[PATCH] VFS mountpoint expiry

David Howells (dhowells@redhat.com)
Fri, 04 Jul 2003 10:25:54 +0100


Hi Linus, Al,

Here's a patch to do mountpoint expiry along the lines suggested by Al.

Mountpoint expiry can be driven in two ways:

(1) From userspace using umount(<path>,MNT_EXPIRE).

If the mountpoint is in use, then -EBUSY is returned.

If not already set, this sets a flag in the vfsmount structure and
returns -EAGAIN.

If the flag is already set, the unmount is actually effected and 0 is
returned.

Note that mixing MNT_EXPIRE with MNT_FORCE or MNT_DETACH will incur a
-EINVAL error.

The flag is cleared should mntput() decrease the vfsmount's mnt_count to
one.

(2) A filesystem can call mark_mounts_for_expiry() with a list of vfsmounts
that should be checked.
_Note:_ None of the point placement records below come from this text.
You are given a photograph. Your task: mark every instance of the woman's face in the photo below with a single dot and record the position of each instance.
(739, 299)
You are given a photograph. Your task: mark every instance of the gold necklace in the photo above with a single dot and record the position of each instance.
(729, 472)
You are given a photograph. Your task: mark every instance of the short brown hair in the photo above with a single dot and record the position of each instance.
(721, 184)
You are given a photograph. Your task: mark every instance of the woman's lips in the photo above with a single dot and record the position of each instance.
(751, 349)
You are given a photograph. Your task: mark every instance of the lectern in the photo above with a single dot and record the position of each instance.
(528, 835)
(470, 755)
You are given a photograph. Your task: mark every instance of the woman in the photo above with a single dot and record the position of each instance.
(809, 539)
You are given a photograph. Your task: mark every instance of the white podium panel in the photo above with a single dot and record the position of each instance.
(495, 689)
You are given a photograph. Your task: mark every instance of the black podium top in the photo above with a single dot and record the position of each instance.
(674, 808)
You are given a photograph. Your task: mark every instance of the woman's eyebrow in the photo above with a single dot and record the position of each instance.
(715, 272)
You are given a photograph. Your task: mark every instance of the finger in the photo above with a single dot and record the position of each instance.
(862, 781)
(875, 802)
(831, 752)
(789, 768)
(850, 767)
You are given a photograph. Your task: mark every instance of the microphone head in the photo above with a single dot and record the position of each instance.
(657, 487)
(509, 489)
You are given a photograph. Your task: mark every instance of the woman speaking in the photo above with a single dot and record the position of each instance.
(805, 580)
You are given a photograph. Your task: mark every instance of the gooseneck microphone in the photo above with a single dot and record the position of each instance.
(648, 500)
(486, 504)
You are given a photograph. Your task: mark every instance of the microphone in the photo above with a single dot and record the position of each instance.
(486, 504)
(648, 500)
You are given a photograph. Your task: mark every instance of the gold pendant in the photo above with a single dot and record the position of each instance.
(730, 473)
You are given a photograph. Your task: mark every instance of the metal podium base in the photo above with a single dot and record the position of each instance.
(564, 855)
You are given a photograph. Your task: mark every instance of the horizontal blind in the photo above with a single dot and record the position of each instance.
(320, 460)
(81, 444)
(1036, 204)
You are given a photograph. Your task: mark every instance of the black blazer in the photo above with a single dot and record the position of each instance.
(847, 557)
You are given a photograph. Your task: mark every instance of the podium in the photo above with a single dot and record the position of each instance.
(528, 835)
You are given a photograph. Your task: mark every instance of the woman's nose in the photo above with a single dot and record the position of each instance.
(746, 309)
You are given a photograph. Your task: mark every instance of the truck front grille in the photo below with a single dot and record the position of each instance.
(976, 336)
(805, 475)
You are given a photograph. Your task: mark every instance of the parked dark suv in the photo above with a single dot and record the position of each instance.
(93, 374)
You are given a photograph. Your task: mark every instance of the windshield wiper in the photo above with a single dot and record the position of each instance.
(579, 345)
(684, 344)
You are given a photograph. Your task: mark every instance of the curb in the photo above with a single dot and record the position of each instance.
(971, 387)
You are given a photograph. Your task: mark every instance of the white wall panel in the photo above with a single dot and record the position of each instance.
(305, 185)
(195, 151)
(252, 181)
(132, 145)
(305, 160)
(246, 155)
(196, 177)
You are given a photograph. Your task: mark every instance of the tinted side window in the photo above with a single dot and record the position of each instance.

Such mounts are linked together through a new
list_head (mnt_fslink) in the vfsmount structure. The head of this list
should be retained by the module, and should only be accessed whilst
holding the dcache_lock.

This function performs a similar action on every vfsmount in the list to
that performed by umount with MNT_EXPIRE.

With regard to mnt_fslink, should a namespace be cloned every vfsmount
that is on a such list will be cloned as normal and added to the same
list whilst the dcache_lock is held.

Should a "listed" vfsmount be moved, then it will be removed from the
list. Should a bind be performed on a vfsmount, then the resulting new
vfsmount will not be added to the list.

vfsmounts to go on this list can be obtained by playing tricks with a
follow_link() method attached to a directory - this method can then call
do_kern_mount() to obtain a new vfsmount, and then call do_add_mount() to
mount the vfsmount _and_ add it to the module's expiry list under the
appropriate locking.

This more or less permits a filesystem to do automounting at arbitrary
points within a tree without worrying about namespace issues.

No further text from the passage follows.